Bad news burdens all of God’s people, no matter how righteous. Joseph tasted the pain of hope deferred, from a pit in the wilderness to an Egyptian prison. Job felt bad news fall on his head like breakers: his cattle, then his kids, then even his own skin. John the Baptist heard whispers of a beheading as the guards approached his cell. And Jesus himself listened to his own people shout, “Crucify him!”
“Man is born to trouble as the sparks fly upward” (Job 5:7) — which means we are born into a world of bad news. But the man of Psalm 112 remains unafraid. “His heart is steady; he will not be afraid” (Psalm 112:8). How? Why?
Dead Wheat, Living Fruit
The author of the psalm gives us the answer: “his heart is firm, trusting in the Lord” (Psalm 112:7). He is unafraid of bad news because he trusts in the Lord. It’s a good answer, but we could use some handles. What about the Lord did he see that steadied his shaking heart?

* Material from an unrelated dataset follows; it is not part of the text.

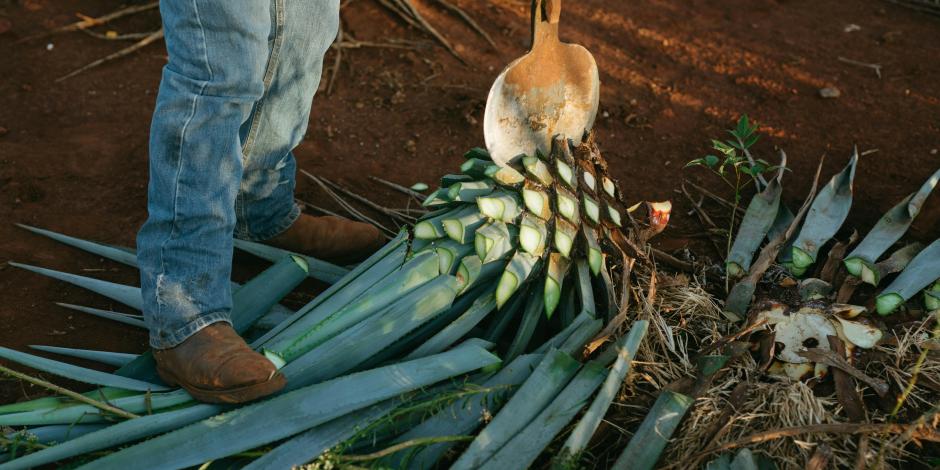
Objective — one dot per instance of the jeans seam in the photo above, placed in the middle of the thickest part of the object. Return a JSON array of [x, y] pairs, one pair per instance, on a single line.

The righteous man simply knew that his Lord would not let bad news have the final say. Jet-black clouds of bad news might be rolling toward him, but he knows the sunshine of God’s good news is in tow. “Light dawns in the darkness for the upright” (Psalm 112:4); he will look “in triumph on his adversaries” (Psalm 112:8). As this man traced God’s providence in the stories of Scripture, he saw a pattern emerge: God brings good news to his burdened people as surely as he brings sunshine after rain.
So Joseph’s painful imprisonment gives way to an appointment as prime minister. Job’s misery simmers for thirty-some chapters, then breaks forth into a new family and fortune. The Baptist’s beheading transfers him from prison to paradise. And the bad news of Good Friday entombs the Son of God, only to have the stone roll away on Easter morning. Jesus himself was cast down dead in the dirt like a grain of wheat — and the world still cannot restrain the fruit from that death (John 12:24). Our good-news God gives “a beautiful headdress instead of ashes, the oil of gladness instead of mourning, the garment of praise instead of a faint spirit” (Isaiah 61:3).
It’s not that the ashes, mourning, and faint spirit aren’t real. They are — as real as Jesus’s tomb. But like the tomb, they’re also temporary. You may lie battered in a tomb of bad news for three days, or for a stretch of miserable months, or even for many sorrowful years. But Sunday is always coming, and God will exchange your death for resurrection.
Set it down as a theological axiom: for all who are in Christ, bad news prepares the way for good news.
Sing in the Rain
Our reflex may be to raise our self-protective walls, choosing cynicism, apathy, isolation, and a host of other building materials to shield us from the pain. But anyone who has sought refuge that way knows it’s no escape. The raindrops of bad news fall with enough regularity to wear through any shelter.
Our other option is to link arms with the man of Psalm 112, standing with him as he overlooks the vista of biblical history and sees God pierce the clouds of his people’s anguish. We will own his realism, on the one hand, and affirm that bad news is coming. But we also will share his trust in the Lord — the same Lord who turned a cross into good news of great joy (Luke 2:10).
When that sort of God is for you, you can see the storm approaching and stand unafraid.
More than that, you can sing even in the driving rain.